It’s no surprise that moving across the globe is a stretching experience, one many of us will never face. Tobi Oyebade, however, is a great example of someone who has managed this transition with immense grace, moving from Nigeria to the United States. Not only that, but he’s served as an impactful member of the Westmont community, bringing a culture of relational hospitality to our campus.
When asked how he’s seen God working in his time here, he mentioned that God has challenged him to “be a help to other people who might feel like they’re far away from their families … whatever I can do to make [Westmont] feel like home.” His impact on campus was evident even while he was sitting for the interview, as person after person greeted him as they walked by.
When students were sent home in spring 2020 due to COVID-19, Oyebade ended up staying in Santa Barbara. As Oyebade explained, “For a lot of international students, when things happen, everyone else gets to go home to their families and we get stuck.” He mentioned feeling isolated in Page as many were able to return to their homes. However, in that time, he had the opportunity to grow closer with the other international students who stayed. Though the distance can be hard, he feels Santa Barbara has become his own, and the two years he’s been here have given him room to grow.
When talking about his major, he said, “Most international students — they’re gonna be in STEM … I’m not in STEM.” He explained that a lot of international students feel a pressure to gain the security that comes with a STEM (Science, Technology, Engineering, and Math) major due to the sacrifice it takes to go to school across the globe. He went on to say that his choice of Economics and Business serves a similar purpose, but requires less lab-time.

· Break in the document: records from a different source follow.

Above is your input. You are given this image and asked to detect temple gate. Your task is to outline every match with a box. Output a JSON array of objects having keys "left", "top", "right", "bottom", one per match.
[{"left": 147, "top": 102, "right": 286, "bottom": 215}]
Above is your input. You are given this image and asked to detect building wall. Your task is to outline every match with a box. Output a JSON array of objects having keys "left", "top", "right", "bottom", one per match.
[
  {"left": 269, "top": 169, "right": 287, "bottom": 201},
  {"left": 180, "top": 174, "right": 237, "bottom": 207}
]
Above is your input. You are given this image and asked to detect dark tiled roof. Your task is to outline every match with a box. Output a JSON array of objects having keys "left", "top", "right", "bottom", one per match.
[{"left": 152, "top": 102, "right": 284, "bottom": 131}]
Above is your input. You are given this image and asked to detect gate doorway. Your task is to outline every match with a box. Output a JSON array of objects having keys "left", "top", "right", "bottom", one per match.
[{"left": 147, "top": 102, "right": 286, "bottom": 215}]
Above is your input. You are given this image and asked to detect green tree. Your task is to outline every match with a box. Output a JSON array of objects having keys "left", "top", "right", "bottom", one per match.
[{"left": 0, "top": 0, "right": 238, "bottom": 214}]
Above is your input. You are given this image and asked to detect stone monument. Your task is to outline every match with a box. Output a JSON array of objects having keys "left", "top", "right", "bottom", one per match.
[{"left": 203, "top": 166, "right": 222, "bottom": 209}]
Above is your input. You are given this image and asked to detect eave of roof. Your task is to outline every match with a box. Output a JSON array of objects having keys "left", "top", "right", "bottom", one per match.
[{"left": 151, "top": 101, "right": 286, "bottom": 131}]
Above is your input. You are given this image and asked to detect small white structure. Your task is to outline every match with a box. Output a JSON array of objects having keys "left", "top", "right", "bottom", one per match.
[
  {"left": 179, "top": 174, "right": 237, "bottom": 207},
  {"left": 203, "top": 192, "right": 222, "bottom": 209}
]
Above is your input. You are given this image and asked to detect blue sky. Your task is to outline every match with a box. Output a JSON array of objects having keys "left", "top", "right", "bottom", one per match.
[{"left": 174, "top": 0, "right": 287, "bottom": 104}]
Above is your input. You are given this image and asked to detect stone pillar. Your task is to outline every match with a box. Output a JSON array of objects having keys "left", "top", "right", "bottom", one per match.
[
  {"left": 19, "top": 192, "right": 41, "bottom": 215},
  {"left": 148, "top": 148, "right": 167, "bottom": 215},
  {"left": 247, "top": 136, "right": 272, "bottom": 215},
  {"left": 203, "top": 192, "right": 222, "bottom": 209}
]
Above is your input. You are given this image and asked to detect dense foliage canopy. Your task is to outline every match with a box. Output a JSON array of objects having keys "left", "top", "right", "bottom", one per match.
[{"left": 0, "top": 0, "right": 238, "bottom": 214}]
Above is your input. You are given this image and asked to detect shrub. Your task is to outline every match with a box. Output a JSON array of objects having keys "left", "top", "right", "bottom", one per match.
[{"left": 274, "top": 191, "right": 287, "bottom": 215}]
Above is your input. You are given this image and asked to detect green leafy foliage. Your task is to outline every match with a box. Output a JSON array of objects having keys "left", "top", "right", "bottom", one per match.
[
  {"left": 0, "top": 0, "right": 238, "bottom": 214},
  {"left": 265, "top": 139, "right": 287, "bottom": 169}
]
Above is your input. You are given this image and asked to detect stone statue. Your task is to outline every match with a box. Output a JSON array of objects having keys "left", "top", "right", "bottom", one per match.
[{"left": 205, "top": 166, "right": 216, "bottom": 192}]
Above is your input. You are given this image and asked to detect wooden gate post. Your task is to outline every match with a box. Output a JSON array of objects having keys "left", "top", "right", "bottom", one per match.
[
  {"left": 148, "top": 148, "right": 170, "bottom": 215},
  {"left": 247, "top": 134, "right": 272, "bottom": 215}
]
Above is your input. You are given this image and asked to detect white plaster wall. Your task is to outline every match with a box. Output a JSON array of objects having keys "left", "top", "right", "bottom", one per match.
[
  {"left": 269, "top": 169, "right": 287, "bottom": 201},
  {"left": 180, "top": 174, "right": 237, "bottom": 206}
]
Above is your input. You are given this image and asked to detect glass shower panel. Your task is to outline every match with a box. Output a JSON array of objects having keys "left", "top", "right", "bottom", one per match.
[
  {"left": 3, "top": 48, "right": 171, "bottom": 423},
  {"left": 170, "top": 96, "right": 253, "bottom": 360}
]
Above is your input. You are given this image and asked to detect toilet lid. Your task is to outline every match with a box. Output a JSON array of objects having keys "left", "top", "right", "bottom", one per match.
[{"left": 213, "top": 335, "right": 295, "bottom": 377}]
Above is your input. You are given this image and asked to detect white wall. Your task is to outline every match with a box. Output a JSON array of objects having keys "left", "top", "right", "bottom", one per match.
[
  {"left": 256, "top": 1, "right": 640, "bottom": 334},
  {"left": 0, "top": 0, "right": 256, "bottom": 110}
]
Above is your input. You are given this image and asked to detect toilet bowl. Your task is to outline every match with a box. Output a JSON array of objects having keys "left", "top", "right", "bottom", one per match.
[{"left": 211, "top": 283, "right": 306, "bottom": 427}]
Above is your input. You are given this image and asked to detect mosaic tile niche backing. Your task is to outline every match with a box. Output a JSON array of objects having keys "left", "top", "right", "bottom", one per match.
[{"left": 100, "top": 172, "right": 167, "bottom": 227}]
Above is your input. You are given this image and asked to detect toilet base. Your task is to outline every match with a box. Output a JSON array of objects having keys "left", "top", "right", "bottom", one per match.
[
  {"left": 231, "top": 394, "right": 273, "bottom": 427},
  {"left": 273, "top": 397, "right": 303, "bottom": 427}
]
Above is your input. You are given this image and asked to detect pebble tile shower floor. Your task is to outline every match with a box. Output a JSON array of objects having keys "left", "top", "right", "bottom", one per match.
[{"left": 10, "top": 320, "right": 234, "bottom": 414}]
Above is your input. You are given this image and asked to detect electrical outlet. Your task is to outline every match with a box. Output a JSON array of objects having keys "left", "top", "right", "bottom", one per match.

He may not be a STEM guy, but it was clear before long — he is a daredevil. His job entails “driving around ATVs” on a ranch in Carpinteria. The smirk on his face said it all. He followed up with “mainly, the position is centered around property development,” but after the ATV comment, no one can be sure what to believe.
All in all, Tobi Oyebade is so much more than a friendly face at Westmont. He has endured the challenges of an international education and grown. Not only that, but he’s taken those difficulties and used them to serve others in the community, helping them feel at home.